I Argued with a Creationist, Flat Earther Conspiracy Theorist - They Exist!
I couldn't believe it. This happened a few weeks ago at my "God on Trial" talk in Bournemouth at the Bournemouth Skeptics in the Pub. Half way through the talk, for some reason, evolution was challeneged. The whole talk almost got derailed as I took the bait and started to go to town on this chap standing at the back who denied evolution and used all the standard shitty arguments to deny a scientific truth, including denigrating science and its methodology.
During the break, this guy came up to me to ask me some questions. It just got worse; a whole lot worse. This guy bought it ALL. The whacko theories started with Young Earth Creationism. But that was the least of it. His arguments were off the scale. He forcefully argued for a flat earth. An actual flat earth. To defend this from ideas that we had been into space and seen that it was not, he also claimed we had never been into space; that it was all a conspiracy. In fact, everything was a conspiracy.
The sheer probabilities required for all of his theories to be true are mindboggling. Pretty much everyone in the world would be lying in some way about something to everyone else. Because everything about our reality was apparently conspiracy.
And that included gravity.
The guy, so ordinary looking and seeming, was a Christian nutjob of the highest order. To listen to him defend notions of us living on a flat earth, and how he rationalised his claims was psychologically fascinating.

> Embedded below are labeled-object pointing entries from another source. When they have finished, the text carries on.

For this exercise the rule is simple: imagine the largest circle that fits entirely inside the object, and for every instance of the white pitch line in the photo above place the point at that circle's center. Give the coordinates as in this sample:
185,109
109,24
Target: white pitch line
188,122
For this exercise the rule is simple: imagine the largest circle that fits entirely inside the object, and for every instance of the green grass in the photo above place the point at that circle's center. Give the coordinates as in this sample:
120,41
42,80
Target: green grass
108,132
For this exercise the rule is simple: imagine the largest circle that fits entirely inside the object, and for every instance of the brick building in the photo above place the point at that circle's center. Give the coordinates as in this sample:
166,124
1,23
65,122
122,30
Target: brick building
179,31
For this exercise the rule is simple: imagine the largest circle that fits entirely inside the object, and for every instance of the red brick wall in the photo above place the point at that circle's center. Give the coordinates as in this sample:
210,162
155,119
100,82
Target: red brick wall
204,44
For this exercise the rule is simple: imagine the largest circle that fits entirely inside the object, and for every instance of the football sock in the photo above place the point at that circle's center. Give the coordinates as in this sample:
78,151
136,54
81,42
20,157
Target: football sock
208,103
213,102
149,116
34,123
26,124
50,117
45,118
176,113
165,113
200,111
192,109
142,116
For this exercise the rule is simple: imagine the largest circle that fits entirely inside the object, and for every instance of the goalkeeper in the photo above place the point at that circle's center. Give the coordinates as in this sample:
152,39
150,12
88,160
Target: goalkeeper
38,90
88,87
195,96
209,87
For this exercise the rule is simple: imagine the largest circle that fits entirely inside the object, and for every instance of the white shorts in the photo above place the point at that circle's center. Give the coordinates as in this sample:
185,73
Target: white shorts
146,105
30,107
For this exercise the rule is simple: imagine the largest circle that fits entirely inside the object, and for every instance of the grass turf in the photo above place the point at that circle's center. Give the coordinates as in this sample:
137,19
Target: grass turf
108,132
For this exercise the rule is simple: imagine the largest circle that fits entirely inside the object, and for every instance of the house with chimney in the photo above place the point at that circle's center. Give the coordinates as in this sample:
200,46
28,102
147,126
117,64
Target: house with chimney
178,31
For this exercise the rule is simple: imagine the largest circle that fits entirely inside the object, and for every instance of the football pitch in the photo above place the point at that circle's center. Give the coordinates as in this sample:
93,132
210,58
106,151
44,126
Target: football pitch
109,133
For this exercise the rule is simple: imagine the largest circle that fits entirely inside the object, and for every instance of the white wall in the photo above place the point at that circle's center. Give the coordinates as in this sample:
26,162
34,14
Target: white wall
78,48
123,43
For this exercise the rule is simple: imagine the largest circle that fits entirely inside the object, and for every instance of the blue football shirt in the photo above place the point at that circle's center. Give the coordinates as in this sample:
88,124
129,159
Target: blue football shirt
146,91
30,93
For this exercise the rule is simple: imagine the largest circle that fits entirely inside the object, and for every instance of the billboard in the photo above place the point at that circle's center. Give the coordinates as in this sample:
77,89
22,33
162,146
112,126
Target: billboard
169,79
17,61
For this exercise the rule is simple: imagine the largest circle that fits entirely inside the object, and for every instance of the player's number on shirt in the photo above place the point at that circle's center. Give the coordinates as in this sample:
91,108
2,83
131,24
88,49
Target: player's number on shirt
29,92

Indeed, skeptic psychologist Rob Brotherton, who has written a book based on his PhD into conspiracy theories and psychology, has researched such people. It turns out that once you buy into one whacko theory, there is a very strong probability that you will buy into many others. As the Sunday Times states concerning Brotherton's book, Suspicious Minds:
The psychological, rather than rational, force behind conspiracy theories explains why people who believe in one theory are more likely to believe in others. Austrian researchers devised a fake conspiracy theory that the energy drink Red Bull makes you want to have more of it and even “caused lab rats to grow rudimentary wings”. The same people who thought this plausible also consider 9/11 was an inside job, and so on. Even more strikingly, people who suspect that Osama bin Laden might have been dead long before American special forces got to him are also liable to maintain that he might still be alive. Brotherton dubs bin Laden “some kind of Schrödinger’s terrorist, alive and dead at the same time".